A 70-year-old man presented with a 7-day history of progressively worsening headache, rendering him bedbound. He had a history of prostate cancer with local bone metastasis at the L2 vertebral body, treated with focal radiation and chemotherapy. His headache was bi-occipital and pulsatile, radiating down the neck. It worsened with upright posture and Valsalva maneuvers, with immediate resolution upon lying down. Associated symptoms included photophobia, phonophobia, nausea and tinnitus. He had no history of prior trauma, back pain or spinal procedures. His headache was unresponsive to hydration, analgesics and caffeine. His neurological examination was unremarkable.
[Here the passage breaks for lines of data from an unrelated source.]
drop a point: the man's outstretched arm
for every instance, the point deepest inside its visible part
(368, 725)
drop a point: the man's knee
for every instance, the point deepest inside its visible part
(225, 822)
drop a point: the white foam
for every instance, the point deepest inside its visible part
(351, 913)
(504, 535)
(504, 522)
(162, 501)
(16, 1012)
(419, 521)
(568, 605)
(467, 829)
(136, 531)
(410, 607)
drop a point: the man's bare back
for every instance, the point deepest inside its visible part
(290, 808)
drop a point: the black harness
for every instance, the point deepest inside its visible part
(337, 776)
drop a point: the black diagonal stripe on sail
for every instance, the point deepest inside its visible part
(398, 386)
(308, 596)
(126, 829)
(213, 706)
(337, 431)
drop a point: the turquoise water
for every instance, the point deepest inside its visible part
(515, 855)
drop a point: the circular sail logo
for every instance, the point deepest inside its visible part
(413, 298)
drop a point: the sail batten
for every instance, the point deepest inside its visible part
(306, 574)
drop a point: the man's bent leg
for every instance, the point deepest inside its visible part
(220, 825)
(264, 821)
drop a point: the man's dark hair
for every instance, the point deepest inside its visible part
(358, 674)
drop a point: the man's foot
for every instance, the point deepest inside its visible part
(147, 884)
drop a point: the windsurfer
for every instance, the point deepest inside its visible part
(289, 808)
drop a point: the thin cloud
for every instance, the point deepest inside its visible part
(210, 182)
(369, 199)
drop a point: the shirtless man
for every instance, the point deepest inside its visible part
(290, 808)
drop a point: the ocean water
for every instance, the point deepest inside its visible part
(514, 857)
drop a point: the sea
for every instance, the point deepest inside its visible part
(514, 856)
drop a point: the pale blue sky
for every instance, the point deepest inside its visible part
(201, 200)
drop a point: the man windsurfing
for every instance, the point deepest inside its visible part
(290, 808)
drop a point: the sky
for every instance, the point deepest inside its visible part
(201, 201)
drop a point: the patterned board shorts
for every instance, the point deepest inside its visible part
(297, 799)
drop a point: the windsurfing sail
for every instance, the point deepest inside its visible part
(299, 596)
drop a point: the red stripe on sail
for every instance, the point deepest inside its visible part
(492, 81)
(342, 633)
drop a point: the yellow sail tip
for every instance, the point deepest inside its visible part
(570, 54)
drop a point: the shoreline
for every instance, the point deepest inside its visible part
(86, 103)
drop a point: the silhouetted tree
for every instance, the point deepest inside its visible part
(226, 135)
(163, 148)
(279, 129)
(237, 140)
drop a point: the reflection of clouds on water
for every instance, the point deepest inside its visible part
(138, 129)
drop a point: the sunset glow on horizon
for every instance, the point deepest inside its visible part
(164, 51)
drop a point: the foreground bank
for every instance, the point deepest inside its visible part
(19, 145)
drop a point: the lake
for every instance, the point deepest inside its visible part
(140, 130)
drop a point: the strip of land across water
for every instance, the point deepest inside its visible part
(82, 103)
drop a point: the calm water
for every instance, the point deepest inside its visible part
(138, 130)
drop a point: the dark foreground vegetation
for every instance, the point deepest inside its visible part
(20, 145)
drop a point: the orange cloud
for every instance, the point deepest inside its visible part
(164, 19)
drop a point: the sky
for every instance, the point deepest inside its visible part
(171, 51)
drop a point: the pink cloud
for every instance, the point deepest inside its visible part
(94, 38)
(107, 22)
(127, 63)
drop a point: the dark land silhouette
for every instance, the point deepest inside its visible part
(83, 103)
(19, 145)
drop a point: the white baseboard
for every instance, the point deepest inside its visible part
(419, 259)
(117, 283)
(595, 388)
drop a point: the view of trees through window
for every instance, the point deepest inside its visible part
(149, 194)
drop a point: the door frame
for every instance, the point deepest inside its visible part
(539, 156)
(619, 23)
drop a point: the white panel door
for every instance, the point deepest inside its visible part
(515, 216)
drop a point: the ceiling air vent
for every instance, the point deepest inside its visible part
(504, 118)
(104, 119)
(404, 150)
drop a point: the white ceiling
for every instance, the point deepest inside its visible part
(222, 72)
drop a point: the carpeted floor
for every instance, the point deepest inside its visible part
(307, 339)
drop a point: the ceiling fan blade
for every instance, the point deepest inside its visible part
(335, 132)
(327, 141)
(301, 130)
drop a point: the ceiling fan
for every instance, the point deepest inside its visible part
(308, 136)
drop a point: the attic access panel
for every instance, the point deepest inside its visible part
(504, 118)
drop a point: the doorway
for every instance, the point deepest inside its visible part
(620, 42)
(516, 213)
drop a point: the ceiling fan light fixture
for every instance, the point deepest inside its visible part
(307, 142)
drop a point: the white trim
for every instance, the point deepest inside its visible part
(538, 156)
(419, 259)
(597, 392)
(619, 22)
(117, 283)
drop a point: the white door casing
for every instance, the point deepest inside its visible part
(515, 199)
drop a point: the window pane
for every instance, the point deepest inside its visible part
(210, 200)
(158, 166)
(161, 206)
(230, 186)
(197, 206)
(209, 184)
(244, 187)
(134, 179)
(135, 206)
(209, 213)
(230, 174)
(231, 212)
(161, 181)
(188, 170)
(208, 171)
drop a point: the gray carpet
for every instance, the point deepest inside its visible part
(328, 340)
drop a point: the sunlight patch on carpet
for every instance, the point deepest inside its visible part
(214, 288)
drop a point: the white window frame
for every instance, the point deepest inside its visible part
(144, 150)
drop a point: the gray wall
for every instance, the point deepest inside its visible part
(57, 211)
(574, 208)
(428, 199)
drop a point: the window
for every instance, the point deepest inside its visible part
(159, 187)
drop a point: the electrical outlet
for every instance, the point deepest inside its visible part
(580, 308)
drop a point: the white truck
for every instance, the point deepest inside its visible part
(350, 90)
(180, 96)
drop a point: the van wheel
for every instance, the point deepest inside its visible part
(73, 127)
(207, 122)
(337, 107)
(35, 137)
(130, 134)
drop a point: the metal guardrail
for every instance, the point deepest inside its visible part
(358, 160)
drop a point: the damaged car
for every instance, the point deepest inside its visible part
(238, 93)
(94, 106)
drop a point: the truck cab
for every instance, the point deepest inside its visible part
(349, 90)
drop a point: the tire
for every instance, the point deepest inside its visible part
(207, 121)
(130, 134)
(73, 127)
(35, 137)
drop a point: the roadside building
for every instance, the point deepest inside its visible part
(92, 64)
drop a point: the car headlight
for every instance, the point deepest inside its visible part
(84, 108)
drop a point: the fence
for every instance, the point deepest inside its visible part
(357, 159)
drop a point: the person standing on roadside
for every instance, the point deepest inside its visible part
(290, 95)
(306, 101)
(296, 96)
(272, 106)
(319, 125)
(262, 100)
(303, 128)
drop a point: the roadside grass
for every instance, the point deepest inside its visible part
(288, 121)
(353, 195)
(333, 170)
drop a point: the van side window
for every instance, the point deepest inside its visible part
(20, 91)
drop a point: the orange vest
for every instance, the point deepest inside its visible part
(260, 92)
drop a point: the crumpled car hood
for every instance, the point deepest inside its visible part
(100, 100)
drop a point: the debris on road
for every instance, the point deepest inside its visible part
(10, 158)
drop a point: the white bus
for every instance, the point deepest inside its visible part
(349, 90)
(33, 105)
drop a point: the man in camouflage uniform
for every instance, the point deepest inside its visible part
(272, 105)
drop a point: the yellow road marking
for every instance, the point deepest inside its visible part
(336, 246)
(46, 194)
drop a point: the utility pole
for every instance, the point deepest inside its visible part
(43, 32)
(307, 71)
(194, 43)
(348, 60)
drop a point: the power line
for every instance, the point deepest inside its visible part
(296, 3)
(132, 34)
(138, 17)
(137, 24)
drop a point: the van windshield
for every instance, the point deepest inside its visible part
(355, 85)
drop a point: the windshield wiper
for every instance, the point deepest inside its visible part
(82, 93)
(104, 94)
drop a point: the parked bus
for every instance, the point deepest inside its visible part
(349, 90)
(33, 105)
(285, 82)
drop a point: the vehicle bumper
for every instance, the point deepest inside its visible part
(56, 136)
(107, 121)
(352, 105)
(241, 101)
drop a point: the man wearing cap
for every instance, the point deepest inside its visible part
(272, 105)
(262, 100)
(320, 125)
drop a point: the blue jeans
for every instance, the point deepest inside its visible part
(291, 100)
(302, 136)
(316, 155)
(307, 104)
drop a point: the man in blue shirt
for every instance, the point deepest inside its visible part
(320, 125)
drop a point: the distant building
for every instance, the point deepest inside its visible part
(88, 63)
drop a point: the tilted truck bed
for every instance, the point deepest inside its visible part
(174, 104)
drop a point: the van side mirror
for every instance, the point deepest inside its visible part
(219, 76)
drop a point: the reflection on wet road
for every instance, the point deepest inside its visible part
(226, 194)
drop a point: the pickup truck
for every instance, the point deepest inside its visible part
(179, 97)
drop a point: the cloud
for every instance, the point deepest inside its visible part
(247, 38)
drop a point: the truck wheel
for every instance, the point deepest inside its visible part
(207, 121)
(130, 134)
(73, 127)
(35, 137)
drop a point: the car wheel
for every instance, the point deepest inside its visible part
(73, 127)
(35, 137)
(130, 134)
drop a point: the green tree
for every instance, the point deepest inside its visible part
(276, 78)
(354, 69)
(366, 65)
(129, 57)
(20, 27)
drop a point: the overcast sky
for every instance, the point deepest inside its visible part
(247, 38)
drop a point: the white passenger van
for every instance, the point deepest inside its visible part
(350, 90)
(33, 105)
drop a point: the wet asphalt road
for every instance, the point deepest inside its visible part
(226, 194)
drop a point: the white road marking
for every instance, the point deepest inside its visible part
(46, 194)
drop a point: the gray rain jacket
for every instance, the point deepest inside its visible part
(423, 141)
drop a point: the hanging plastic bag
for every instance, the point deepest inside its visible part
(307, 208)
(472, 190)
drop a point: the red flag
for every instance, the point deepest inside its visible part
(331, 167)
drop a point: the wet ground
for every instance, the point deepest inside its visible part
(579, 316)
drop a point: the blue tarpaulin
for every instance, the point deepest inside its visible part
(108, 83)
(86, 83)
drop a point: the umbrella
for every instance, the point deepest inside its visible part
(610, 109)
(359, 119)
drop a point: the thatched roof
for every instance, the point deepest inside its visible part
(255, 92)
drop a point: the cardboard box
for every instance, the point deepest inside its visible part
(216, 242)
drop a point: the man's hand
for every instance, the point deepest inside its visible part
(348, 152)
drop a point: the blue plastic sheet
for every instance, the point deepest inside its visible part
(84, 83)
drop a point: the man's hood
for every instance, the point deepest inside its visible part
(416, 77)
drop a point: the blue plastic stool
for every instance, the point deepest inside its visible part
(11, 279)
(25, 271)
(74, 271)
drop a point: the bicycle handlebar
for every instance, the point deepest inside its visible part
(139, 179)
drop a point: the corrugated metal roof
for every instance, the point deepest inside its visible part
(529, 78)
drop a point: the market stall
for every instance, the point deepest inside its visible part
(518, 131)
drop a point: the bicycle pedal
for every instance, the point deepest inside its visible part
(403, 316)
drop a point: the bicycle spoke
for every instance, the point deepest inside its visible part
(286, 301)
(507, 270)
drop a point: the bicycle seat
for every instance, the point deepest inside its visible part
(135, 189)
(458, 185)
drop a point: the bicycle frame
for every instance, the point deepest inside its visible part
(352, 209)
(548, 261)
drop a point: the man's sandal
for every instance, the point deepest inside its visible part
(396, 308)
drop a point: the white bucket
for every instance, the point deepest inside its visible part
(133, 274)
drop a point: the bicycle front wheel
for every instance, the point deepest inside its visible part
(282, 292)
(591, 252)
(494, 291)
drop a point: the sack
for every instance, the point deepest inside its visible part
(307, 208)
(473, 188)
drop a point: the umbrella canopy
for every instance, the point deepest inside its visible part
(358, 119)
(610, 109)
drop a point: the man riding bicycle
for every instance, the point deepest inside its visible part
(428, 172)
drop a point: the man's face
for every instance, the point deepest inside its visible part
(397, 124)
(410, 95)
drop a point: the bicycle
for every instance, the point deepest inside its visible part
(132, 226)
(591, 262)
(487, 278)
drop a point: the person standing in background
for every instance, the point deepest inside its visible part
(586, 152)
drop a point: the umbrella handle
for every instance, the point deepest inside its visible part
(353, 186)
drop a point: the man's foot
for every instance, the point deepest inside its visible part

MRI of the brain showed subdural collections, pachymeningeal enhancement, brainstem sagging and flattening of the pons (Figure 1A–C), suggestive of spontaneous intracranial hypotension (SIH). Spine MRI demonstrated progression of bone metastases from L2 to the entire spine, confirmed by F-18 prostate-specific membrane antigen positron emission tomography (Figure 1D–E). Several dynamic digital subtraction myelograms were unrevealing. Ultimately, a CT myelogram in the left decubitus position showed CSF leakage into a T2–3 paraspinal vein, confirming CSF-venous fistula (CVF) (Figure 2A–B). Subsequent endovascular embolization failed due to difficult venous access, and a left T2–3 epidural fibrin glue injection provided temporary relief (Figure 2C). Finally, minimally invasive decompression and embolization of the CVF resulted in complete headache resolution within 2 days.

Figure 1. MRI of the brain and spine, along with a positron emission tomography (PET) scan of the patient. (A) Axial T2-weighted MRI of the brain showing bilateral fluid collections in a subdural distribution. (B) Axial T1-weighted post-contrast MRI demonstrating diffuse dural thickening and enhancement. (C) Sagittal T1-weighted post-contrast MRI of the head showing sagging of the upper brainstem and flattening of the ventral pons along the clivus. (D) Sagittal T2-weighted short tau inversion recovery MRI sequence redemonstrating diffusely abnormal signal throughout the spine consistent with diffuse metastatic disease. (E) F-18 prostate-specific membrane antigen PET imaging demonstrating diffuse avid skeletal metastases affecting the skull and almost the entire skeleton (SUV max 40.8).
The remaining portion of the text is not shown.